Cuando la tasa de financiamiento alcanza un extremo, en el grupo empiezan a gritar "¡Vamos con la contraparte!".


Normalmente, primero controlo la impulsividad: o realmente tengo confianza en captar el punto de inflexión emocional, o prefiero evitar la volatilidad, ganar menos también está bien.
En pocas palabras, confío más en esos “datos lentos” en la cadena, si el TVL y el flujo de efectivo no siguen el ritmo, no me interesa participar en un juego impulsado solo por emociones.

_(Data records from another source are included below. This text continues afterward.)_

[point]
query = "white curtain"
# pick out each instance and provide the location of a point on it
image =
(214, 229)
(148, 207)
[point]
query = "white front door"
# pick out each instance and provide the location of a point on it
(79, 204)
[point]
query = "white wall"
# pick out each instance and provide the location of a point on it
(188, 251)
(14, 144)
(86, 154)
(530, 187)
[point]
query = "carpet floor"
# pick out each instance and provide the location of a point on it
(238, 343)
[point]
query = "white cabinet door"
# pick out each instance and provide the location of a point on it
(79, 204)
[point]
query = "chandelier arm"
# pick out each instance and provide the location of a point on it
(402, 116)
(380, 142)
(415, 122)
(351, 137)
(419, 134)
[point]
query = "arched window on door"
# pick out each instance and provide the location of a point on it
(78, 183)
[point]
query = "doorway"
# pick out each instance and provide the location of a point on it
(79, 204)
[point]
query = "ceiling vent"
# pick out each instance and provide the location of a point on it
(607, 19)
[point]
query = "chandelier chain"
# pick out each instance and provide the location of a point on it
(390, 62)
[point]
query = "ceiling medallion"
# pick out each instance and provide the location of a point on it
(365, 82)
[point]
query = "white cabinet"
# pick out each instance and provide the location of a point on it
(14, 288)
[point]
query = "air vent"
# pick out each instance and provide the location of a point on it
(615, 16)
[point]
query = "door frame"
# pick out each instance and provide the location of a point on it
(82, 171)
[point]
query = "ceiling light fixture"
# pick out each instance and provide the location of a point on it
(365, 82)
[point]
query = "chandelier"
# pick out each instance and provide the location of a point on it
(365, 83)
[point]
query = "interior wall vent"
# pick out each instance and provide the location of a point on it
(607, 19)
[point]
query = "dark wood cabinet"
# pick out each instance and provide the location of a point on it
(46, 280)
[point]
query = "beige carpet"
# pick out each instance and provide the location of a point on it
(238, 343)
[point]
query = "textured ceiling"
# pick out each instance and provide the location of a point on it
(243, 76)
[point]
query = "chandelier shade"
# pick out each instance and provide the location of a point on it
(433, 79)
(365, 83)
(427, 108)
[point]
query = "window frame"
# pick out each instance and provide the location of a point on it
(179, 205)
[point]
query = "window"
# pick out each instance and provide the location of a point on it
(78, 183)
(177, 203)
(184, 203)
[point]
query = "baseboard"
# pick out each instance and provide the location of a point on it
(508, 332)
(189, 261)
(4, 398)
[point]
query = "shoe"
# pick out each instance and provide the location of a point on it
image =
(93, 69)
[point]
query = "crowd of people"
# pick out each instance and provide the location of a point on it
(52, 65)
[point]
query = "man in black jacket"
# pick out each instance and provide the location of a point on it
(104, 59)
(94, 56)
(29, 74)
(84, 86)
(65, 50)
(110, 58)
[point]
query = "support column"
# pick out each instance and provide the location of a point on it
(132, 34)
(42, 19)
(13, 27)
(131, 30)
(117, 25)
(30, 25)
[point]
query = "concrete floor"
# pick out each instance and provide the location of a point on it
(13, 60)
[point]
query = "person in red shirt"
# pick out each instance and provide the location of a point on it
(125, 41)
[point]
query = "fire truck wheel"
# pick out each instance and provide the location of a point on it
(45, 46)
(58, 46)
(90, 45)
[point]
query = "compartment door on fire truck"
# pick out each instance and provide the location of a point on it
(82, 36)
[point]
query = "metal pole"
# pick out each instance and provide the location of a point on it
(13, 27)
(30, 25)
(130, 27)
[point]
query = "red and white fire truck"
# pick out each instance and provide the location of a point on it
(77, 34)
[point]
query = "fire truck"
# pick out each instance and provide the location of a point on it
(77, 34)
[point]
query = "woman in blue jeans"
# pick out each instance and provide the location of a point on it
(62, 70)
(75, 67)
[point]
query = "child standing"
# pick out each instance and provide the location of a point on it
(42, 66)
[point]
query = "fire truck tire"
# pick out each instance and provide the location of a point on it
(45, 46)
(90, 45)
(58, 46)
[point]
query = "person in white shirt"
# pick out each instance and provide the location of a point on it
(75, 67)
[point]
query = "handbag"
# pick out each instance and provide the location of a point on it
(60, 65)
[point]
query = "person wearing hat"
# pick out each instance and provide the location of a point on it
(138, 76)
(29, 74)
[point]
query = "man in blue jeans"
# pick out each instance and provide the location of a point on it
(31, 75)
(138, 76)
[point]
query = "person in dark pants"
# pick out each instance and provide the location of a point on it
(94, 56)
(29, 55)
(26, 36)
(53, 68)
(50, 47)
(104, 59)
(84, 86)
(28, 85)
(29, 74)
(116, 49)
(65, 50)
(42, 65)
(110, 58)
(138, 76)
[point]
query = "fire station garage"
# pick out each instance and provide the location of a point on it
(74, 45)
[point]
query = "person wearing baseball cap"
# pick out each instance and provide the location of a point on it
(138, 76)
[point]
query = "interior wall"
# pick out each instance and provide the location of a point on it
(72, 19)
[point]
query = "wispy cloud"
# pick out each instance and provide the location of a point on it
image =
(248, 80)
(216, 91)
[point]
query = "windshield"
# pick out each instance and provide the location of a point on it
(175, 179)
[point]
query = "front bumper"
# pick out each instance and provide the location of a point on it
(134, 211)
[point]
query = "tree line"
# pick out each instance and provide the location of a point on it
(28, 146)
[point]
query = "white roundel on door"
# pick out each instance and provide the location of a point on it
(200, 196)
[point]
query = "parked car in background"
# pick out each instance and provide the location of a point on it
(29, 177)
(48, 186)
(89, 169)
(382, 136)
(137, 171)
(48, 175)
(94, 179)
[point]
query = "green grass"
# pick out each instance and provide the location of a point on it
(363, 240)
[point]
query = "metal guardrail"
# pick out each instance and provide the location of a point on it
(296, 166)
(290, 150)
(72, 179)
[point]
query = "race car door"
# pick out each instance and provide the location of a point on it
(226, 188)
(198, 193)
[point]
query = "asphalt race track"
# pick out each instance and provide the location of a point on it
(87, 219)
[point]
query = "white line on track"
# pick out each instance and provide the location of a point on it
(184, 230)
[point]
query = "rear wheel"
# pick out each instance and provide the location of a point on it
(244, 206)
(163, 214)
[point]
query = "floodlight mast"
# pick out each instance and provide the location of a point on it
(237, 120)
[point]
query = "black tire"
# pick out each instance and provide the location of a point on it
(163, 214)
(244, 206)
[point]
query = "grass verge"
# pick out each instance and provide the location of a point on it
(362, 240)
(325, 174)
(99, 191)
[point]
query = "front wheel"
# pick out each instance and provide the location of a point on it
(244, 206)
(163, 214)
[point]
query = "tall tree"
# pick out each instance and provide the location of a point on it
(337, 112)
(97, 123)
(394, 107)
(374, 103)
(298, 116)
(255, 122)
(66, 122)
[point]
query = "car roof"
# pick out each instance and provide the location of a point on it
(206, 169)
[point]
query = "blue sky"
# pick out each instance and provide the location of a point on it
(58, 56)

Y además, en estos momentos es cuando más fácil es hacer operaciones desordenadas: aumentar la posición, poner stop-loss, volver a perseguir…
Lo que más temo no es la lentitud, sino el caos—la lentitud aún se puede esperar, el caos rompe tus propias reglas.
Recientemente, se ha discutido mucho sobre las tarifas de NFT, los creadores quieren ingresos, y en el mercado secundario también quieren liquidez, pero al final todo vuelve a la cuestión de “quién asume los costos de fricción”, y cuando el mercado se agita, se parece más a esas tasas de financiamiento donde todos se aprietan entre sí.
De todos modos, solo dibujo pequeños gráficos, si no hay que mover nada, no muevo.